Science

Scientists discover oldest intact skeleton in New World

Scuba divers discover 12,000-year-old skeleton in Yucatán, lending clues to the origins of the first Americans

An accidental underwater discovery made by a group of recreational scuba divers in a remote cave in Mexico’s Yucatán Peninsula has yielded the oldest intact human skeleton ever found in the Americas, a find which holds important clues in the debate about the origins of the first Americans, according to a new research paper published Thursday in the journal Science.

Divers discovered the nearly complete skeleton of a teenage girl from the Late Pleistocene age in an underwater cave, Hoyo Negro, just outside Tulum. An international team of scientists and divers has determined that Naia, as she has been nicknamed, is 12,000 to 13,000 years old.

What’s more, Naia’s skull and facial characteristics are different from those of modern Native Americans and has characteristics more in common with people from Africa and Australia. But after a rigorous genetic analysis of the enamel on her teeth and the minerals found in her bones, the scientists discovered that although she was found in Mexico, Naia shares certain genetic characteristics with the earliest hunter-gatherers thought to have crossed the Bering land bridge from northeastern Asia into the Americas 18,000 to 26,000 years ago.

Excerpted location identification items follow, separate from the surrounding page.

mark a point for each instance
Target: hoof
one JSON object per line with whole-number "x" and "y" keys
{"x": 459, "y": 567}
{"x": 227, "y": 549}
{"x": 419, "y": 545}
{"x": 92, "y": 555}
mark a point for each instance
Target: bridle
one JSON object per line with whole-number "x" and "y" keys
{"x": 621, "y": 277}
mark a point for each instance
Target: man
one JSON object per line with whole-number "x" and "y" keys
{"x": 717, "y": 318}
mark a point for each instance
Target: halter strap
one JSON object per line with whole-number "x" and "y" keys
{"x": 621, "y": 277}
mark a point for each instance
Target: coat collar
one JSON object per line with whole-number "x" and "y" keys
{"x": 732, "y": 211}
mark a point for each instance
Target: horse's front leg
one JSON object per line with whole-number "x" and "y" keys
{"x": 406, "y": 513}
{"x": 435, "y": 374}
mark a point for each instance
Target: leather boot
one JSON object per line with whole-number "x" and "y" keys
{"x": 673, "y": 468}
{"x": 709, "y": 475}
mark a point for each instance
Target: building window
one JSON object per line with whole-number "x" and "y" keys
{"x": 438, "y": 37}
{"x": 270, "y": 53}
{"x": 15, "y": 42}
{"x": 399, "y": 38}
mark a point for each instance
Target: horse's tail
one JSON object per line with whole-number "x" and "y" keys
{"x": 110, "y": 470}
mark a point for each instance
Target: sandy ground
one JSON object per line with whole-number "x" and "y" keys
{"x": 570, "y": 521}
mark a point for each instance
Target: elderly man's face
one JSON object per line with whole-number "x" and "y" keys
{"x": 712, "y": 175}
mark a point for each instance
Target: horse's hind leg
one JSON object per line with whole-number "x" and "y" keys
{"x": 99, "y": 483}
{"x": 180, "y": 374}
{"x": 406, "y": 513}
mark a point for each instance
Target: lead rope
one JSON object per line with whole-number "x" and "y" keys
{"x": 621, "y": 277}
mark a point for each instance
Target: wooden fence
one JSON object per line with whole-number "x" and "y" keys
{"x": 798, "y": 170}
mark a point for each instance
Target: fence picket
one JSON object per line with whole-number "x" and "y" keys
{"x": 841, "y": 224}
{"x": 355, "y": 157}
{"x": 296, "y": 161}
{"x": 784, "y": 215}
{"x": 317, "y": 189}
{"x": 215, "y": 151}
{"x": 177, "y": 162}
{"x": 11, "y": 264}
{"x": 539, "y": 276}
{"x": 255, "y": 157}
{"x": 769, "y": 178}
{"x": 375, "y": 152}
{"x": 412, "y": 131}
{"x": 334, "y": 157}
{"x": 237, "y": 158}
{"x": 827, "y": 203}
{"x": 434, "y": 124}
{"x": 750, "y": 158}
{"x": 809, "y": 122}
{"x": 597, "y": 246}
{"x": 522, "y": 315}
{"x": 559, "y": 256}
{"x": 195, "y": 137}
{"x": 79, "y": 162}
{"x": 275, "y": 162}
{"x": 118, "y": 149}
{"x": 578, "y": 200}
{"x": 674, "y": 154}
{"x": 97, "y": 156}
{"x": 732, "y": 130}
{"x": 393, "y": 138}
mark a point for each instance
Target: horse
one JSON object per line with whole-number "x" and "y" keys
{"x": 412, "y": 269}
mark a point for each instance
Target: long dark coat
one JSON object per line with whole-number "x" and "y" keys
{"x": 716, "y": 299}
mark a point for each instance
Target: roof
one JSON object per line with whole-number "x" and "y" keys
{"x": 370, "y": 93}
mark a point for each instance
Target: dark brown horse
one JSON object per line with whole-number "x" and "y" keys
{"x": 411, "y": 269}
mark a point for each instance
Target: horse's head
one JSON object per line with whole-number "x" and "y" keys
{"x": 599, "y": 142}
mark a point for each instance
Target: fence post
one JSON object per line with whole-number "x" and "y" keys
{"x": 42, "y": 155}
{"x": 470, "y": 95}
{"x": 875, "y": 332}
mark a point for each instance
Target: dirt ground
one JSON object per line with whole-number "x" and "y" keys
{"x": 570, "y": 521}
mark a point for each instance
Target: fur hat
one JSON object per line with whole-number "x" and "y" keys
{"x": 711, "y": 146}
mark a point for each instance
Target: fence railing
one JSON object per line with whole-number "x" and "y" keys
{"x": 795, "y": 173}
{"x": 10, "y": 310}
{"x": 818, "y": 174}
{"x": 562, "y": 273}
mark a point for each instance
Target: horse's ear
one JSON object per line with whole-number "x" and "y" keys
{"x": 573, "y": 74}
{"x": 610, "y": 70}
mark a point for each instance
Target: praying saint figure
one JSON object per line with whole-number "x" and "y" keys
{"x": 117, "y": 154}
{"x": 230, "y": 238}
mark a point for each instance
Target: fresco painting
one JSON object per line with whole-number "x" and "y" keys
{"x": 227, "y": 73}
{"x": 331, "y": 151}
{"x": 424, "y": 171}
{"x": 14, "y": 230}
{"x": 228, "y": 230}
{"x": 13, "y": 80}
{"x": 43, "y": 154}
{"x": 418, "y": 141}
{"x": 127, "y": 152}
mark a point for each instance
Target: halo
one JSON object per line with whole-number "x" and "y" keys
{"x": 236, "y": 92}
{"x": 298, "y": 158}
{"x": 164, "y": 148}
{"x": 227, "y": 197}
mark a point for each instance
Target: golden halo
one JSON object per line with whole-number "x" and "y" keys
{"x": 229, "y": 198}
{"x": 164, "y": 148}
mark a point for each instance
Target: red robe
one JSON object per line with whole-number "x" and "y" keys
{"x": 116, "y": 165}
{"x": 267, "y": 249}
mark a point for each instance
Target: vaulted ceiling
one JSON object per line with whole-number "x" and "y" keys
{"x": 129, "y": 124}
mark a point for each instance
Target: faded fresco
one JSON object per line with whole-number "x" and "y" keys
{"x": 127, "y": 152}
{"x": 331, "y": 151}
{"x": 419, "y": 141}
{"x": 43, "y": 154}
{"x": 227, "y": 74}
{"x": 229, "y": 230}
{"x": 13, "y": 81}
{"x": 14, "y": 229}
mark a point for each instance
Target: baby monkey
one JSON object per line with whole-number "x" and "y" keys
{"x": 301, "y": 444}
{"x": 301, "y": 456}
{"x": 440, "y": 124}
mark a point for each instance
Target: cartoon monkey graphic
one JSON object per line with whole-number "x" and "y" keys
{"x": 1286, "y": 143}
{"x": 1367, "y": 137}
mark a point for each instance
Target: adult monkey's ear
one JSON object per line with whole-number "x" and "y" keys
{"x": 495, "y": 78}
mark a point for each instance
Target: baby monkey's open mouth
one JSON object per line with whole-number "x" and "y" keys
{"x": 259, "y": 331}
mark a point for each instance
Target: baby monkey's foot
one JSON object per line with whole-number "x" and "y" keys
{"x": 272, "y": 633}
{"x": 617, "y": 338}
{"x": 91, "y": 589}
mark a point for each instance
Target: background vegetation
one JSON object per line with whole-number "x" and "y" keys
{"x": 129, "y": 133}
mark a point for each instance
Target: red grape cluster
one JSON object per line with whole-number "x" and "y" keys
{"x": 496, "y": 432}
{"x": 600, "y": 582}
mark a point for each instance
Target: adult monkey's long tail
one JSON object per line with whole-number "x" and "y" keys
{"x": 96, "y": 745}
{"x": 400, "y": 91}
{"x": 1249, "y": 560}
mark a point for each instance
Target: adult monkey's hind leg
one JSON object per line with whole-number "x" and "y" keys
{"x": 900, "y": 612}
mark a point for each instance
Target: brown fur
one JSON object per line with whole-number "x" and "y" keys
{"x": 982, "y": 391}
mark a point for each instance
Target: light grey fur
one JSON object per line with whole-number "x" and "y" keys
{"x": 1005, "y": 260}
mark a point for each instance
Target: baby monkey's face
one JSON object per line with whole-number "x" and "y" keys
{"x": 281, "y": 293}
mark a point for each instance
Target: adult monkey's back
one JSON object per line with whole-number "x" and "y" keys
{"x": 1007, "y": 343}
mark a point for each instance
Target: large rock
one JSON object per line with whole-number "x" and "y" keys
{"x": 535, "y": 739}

“Thus Naia, one of the earliest occupants of the Americas yet encountered, suggests that the paleo-Americans [the earliest Americans] do not represent an early migration from a part of the world different than that of Native Americans,” archaeologist James Chatters, the lead author of the study, said in a release. “Rather, paleo-Americans and Native Americans descended from the same Beringian source.”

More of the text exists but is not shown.